Il était trois heures. Les soldats et les mobiles couronnaient les toits du boulevard du Temple et répondaient au feu. On venait de braquer un obusier devant la Gaîté pour démolir la maison de la Galiote et battre tout le boulevard.

Je crus devoir tenter un effort pour faire cesser, s’il était possible, l’effusion du sang ; et je m’avançai jusqu’à l’angle de la rue d’Angoulême. Comme j’allais dépasser la petite tourelle qui est tout près, une fusillade m’assaillit. La tourelle fut criblée de balles derrière moi. Elle était couverte d’affiches de théâtre déchiquetées par la mousqueterie. J’en ai détaché un chiffon de papier comme souvenir. L’affiche auquel il appartenait annonçait pour ce même dimanche une fête au Château des Fleurs avec dix mille lampions.

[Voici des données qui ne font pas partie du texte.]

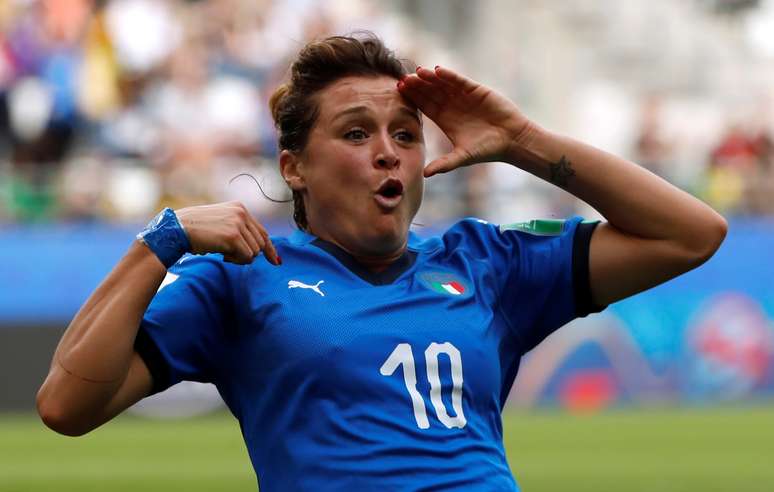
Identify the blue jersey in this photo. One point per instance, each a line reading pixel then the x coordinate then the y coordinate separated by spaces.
pixel 344 379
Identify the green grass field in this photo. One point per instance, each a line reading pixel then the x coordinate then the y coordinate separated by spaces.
pixel 730 449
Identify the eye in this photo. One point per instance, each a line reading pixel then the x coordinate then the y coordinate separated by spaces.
pixel 405 136
pixel 356 134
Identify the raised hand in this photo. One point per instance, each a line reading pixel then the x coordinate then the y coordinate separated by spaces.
pixel 481 124
pixel 227 228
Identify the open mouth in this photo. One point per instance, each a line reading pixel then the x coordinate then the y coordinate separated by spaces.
pixel 389 193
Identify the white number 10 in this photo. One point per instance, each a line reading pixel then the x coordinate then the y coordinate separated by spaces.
pixel 403 355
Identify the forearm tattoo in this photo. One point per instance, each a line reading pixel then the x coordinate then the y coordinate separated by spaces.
pixel 561 172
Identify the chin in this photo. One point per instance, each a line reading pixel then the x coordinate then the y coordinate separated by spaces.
pixel 388 239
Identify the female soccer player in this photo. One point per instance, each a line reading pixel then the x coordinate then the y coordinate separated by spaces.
pixel 366 358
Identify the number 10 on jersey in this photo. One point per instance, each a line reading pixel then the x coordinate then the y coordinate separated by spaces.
pixel 403 355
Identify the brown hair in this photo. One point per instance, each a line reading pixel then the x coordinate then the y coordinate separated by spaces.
pixel 294 106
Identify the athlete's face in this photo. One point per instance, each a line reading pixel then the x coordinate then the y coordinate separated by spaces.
pixel 361 171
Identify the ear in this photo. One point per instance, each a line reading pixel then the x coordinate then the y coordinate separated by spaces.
pixel 291 169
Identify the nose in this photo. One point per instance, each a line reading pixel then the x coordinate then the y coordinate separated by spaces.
pixel 385 155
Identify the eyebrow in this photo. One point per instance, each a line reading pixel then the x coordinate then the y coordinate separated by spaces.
pixel 364 109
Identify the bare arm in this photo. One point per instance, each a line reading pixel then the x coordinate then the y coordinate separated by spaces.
pixel 654 231
pixel 95 373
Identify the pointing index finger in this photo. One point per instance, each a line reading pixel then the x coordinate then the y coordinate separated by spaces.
pixel 269 251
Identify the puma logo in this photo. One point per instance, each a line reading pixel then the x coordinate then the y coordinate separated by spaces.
pixel 294 284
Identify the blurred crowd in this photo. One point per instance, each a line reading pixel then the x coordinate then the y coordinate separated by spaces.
pixel 114 109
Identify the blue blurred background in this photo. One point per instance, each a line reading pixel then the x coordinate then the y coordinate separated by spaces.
pixel 111 110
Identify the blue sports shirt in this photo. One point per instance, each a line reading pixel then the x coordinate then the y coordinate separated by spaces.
pixel 344 379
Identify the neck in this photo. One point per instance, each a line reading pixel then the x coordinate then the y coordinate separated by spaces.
pixel 373 261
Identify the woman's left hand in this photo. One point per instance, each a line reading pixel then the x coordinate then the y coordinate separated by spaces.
pixel 482 125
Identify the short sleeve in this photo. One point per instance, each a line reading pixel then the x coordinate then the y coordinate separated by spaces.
pixel 181 335
pixel 541 272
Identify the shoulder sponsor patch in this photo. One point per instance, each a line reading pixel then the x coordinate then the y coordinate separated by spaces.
pixel 538 227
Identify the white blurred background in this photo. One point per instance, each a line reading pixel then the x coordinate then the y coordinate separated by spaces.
pixel 110 110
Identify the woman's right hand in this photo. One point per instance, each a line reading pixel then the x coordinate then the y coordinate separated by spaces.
pixel 227 228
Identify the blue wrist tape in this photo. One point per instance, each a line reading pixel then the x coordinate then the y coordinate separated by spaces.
pixel 166 237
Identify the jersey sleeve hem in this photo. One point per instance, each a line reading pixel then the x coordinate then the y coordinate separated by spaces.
pixel 581 279
pixel 147 349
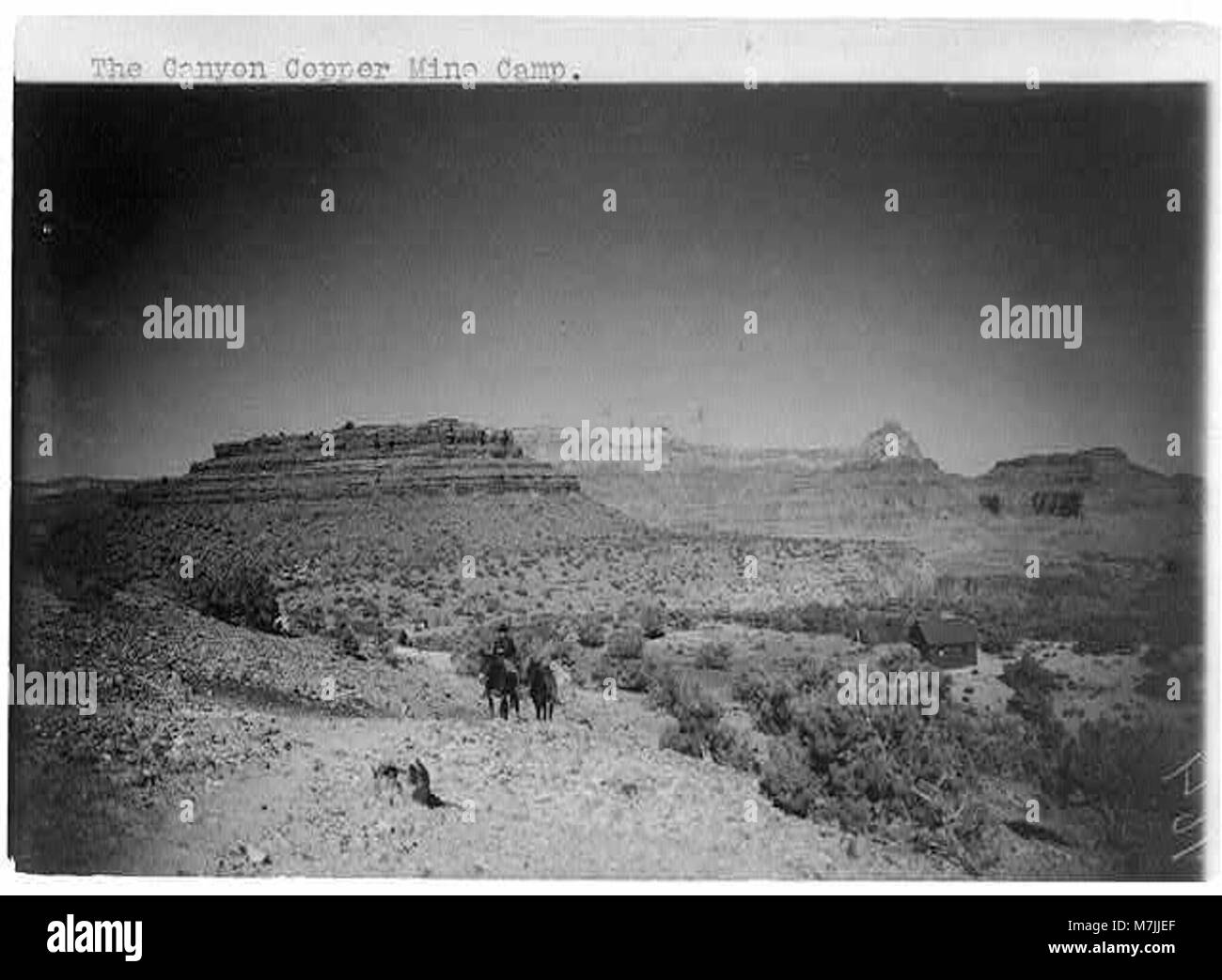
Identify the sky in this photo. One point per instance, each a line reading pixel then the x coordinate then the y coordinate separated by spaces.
pixel 493 202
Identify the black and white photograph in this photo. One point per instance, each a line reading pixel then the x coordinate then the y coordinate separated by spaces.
pixel 468 466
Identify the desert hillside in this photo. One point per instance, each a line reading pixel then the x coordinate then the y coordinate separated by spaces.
pixel 279 626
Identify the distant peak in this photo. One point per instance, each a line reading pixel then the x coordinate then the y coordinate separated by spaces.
pixel 890 442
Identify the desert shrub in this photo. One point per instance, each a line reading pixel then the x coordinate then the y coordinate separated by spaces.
pixel 309 618
pixel 623 660
pixel 1033 684
pixel 1136 780
pixel 713 655
pixel 652 623
pixel 473 645
pixel 789 780
pixel 679 618
pixel 697 728
pixel 237 594
pixel 766 696
pixel 589 632
pixel 626 643
pixel 346 641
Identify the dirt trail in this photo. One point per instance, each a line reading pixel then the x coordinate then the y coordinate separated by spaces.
pixel 589 794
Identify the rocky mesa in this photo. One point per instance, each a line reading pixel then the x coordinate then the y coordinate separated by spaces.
pixel 443 455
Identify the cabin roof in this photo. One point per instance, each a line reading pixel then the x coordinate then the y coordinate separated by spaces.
pixel 946 632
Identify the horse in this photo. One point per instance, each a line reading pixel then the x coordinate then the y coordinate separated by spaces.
pixel 542 690
pixel 502 681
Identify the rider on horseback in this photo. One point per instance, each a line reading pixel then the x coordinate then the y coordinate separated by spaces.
pixel 502 646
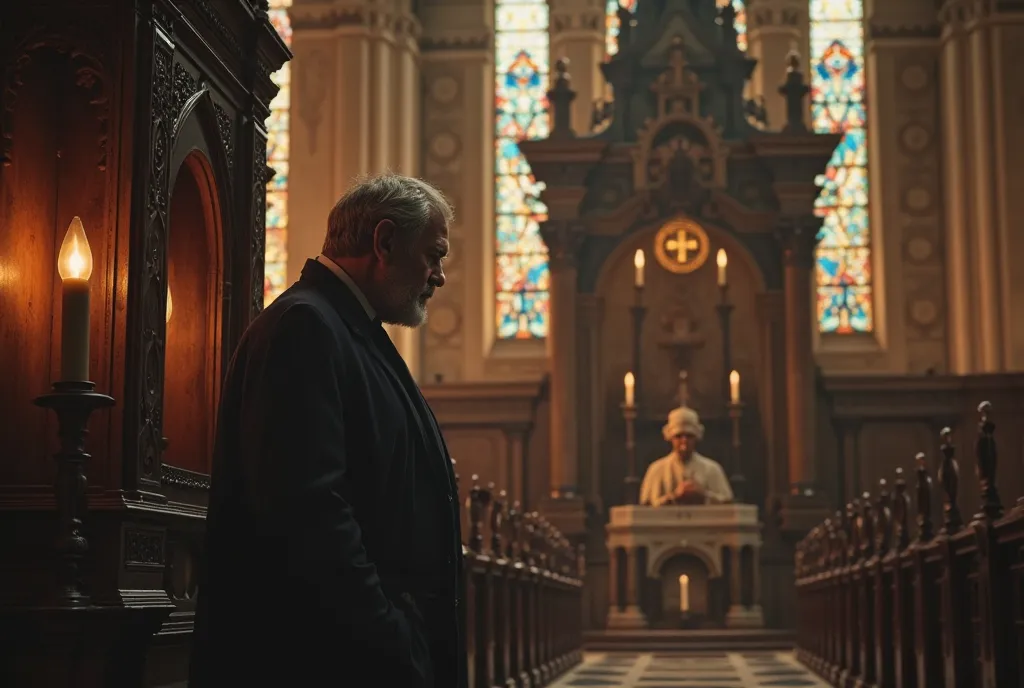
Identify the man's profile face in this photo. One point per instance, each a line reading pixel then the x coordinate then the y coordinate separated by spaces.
pixel 412 271
pixel 683 444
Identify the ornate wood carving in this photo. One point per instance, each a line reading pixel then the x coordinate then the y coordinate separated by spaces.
pixel 89 75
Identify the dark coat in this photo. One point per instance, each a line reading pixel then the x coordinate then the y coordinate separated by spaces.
pixel 333 553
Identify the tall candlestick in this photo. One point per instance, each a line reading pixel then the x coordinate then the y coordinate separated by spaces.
pixel 75 268
pixel 684 593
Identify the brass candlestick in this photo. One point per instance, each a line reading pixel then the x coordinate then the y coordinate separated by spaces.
pixel 737 478
pixel 632 481
pixel 639 312
pixel 724 309
pixel 73 402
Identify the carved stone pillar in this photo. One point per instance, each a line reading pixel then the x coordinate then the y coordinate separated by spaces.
pixel 329 119
pixel 775 28
pixel 457 145
pixel 983 199
pixel 631 616
pixel 578 29
pixel 798 234
pixel 563 240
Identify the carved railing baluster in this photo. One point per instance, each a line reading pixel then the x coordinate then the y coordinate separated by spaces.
pixel 991 507
pixel 949 479
pixel 901 514
pixel 926 529
pixel 497 523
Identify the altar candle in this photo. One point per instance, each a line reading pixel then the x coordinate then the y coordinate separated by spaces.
pixel 684 593
pixel 75 268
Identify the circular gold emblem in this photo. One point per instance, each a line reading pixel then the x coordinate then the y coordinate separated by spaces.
pixel 681 246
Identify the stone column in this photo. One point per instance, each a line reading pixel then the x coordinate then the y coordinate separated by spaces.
pixel 458 147
pixel 955 147
pixel 798 234
pixel 775 28
pixel 401 55
pixel 329 120
pixel 578 29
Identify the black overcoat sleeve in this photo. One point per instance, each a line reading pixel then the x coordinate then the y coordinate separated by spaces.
pixel 298 489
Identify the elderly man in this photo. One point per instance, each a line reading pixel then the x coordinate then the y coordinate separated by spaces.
pixel 684 476
pixel 333 552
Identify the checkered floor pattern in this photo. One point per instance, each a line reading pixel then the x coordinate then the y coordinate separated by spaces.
pixel 706 670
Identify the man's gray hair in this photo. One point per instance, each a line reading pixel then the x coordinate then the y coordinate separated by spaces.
pixel 412 204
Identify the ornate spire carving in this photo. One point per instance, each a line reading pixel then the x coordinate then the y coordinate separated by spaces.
pixel 678 89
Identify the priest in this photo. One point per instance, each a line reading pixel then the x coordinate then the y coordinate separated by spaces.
pixel 684 476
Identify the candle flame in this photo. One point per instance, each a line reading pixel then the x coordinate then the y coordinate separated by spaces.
pixel 75 258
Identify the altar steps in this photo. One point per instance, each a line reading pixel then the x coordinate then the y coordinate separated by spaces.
pixel 689 640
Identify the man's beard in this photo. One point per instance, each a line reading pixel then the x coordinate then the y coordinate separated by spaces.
pixel 406 305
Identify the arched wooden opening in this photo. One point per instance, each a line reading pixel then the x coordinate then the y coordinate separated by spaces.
pixel 192 355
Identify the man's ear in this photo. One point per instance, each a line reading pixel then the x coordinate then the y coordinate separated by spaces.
pixel 384 240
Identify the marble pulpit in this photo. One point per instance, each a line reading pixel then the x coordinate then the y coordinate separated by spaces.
pixel 722 542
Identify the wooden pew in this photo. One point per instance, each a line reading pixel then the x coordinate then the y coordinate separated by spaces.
pixel 522 597
pixel 879 608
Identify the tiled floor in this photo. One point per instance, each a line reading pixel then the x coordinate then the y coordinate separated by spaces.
pixel 710 670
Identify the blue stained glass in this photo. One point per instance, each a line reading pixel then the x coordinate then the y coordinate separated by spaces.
pixel 278 125
pixel 521 67
pixel 838 105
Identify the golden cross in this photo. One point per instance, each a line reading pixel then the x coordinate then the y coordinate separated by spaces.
pixel 682 245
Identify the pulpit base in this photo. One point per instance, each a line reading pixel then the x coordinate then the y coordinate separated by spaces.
pixel 631 617
pixel 739 616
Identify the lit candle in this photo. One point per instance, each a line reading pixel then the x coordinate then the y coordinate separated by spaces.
pixel 684 593
pixel 75 268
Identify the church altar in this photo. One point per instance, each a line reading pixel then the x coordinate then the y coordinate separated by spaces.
pixel 707 543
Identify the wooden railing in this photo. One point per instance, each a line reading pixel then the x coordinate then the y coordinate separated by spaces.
pixel 523 595
pixel 878 607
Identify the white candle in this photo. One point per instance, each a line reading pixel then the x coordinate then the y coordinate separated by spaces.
pixel 75 268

Depuis quatre mois, nous vivons dans une fournaise. Ce qui me console, c’est que la statue de l’avenir en sortira, et il ne faut pas moins qu’un tel brasier pour fondre un tel bronze.




Quatorze balles ont frappé ma porte cochère, onze en dehors, trois en dedans. Un soldat de la ligne a été atteint mortellement dans ma cour. On voit encore la traînée de sang sur les pavés.




Le souterrain des Tuileries fut construit pour le passage de Mme la duchesse de Berry quand elle se promenait, dans sa grossesse, sur la terrasse du bord de l’eau après la mort de M. le duc de Berry. Je l’ai souvent vue à cette époque marcher lentement sous les arbres, vêtue de noir avec son gros ventre, seule ou suivie à distance par quelques femmes en deuil. Ce souterrain a seize lucarnes grillées sur le jardin, ces lucarnes sont rondes et la disposition de leurs barreaux les fait ressembler à des roues. C’est dans ce souterrain qu’on enferma d’abord les insurgés de juin. Il leur était défendu de mettre la tête aux soupiraux. Les sentinelles tiraient sur toute figure qui apparaissait. On voit encore le trou d’une balle au bas d’une lucarne, la troisième à partir du château.

À la barrière Rochechouart, les insurgés s’étaient embusqués dans la boutique d’un perruquier nommé Bataille. Cette boutique a été criblée de balles.